From the Environmental Working Group: “Typically, at least one pesticide is found on about 70 percent of the non-organic produce USDA tests, EWG has found.

Pesticides are toxic by design. They are created expressly to kill living organisms – insects, plants and fungi that are considered “pests.”

Many pesticides also pose health dangers to people. These risks have been confirmed by independent scientists and physicians around the world, in addition to U.S. and international government agencies. The potential health problems connected to pesticides include brain and nervous system toxicity, cancer and hormone disruption.”


Yogurt makes these smoothies very nice and creamy and is a good addition. However, there may be no single product in the grocery store that has so many varieties! Some are very healthy, and some would honestly be classified as “junk food”. So, which one to use?

The healthiest options:

  • Are produced with no added sugar or sugar alcohols (erythritol, mannitol, sorbitol, xylitol, lactitol)
  • Are produced with milk from grass-fed cows (if it says A2 milk, that is the best for individuals with some reactivity to dairy proteins)
  • Have a high protein content (at least ~15 gms/serving)
  • Are organic

It may take some searching through the yogurt aisle to find these, and you can ignore how healthy the labels say the products are! Here are two that I think are healthy options:

Stonyfield Organic 100% Grassfed Greek Whole Milk Yogurt, Plain. This has 16 gms of protein in a 3/4 cup serving and 5 gms of sugar, and has live active cultures as a probiotic.
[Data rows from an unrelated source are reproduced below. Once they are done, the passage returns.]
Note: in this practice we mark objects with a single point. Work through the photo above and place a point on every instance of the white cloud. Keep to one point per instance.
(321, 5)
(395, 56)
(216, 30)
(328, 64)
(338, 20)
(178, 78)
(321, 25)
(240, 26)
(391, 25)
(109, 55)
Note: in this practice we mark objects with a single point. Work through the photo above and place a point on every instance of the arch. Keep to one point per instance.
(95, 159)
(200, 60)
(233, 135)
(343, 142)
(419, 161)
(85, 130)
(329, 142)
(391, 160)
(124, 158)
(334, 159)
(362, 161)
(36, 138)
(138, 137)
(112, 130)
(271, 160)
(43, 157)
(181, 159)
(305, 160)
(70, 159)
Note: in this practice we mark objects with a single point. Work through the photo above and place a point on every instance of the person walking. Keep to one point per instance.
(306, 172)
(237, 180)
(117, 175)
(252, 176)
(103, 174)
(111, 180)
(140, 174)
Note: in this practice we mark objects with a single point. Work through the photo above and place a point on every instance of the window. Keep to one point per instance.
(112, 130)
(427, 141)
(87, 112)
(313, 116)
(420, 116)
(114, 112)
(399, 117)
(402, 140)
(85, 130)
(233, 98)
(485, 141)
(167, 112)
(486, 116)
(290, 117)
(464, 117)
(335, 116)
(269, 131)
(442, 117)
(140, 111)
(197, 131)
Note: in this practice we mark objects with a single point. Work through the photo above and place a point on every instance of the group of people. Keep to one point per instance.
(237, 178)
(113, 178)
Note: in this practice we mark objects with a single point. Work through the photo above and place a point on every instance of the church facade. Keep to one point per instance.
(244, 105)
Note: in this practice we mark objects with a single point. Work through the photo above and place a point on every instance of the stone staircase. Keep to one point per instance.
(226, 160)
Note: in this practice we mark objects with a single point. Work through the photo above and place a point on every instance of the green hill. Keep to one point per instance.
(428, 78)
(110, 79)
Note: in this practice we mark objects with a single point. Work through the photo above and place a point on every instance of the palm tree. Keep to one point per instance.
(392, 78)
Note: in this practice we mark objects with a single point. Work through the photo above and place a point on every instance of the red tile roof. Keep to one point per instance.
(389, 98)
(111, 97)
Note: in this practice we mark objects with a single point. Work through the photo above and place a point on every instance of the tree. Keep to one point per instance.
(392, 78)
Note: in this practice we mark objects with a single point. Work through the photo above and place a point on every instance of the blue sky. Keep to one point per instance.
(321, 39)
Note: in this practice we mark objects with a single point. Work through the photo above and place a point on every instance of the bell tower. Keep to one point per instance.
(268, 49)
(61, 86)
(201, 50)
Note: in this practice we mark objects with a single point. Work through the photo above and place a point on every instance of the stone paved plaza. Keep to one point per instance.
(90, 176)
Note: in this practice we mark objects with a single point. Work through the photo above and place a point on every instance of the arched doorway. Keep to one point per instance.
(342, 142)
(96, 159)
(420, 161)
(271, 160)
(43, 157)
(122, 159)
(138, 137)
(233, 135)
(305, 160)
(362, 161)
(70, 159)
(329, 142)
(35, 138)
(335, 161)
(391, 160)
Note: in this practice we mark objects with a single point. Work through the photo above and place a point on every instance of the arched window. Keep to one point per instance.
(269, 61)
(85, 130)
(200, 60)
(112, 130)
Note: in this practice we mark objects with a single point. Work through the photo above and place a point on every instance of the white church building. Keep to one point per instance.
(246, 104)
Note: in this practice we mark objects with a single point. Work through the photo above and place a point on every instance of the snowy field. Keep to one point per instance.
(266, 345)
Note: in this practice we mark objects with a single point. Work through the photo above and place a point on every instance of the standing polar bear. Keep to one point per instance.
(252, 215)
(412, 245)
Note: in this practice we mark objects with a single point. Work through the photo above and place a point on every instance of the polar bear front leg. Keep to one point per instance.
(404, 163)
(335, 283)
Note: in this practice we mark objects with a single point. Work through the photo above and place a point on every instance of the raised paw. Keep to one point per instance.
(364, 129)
Siggi’s Icelandic Plain Whole Milk Yogurt. This has 18 gms of protein, 5 gms of sugar and live active cultures. It is not certified organic.

Skyr Icelandic Whole Milk Plain Yogurt. This has 15 gms of protein, 0 gms of sugar, and live active cultures. It is not certified organic.

There are other brands that meet all the criteria, and some are only available in local markets, but the main things to remember are: no added sugar (no “fruit on the bottom”!), high protein, grass-fed, organic (if possible).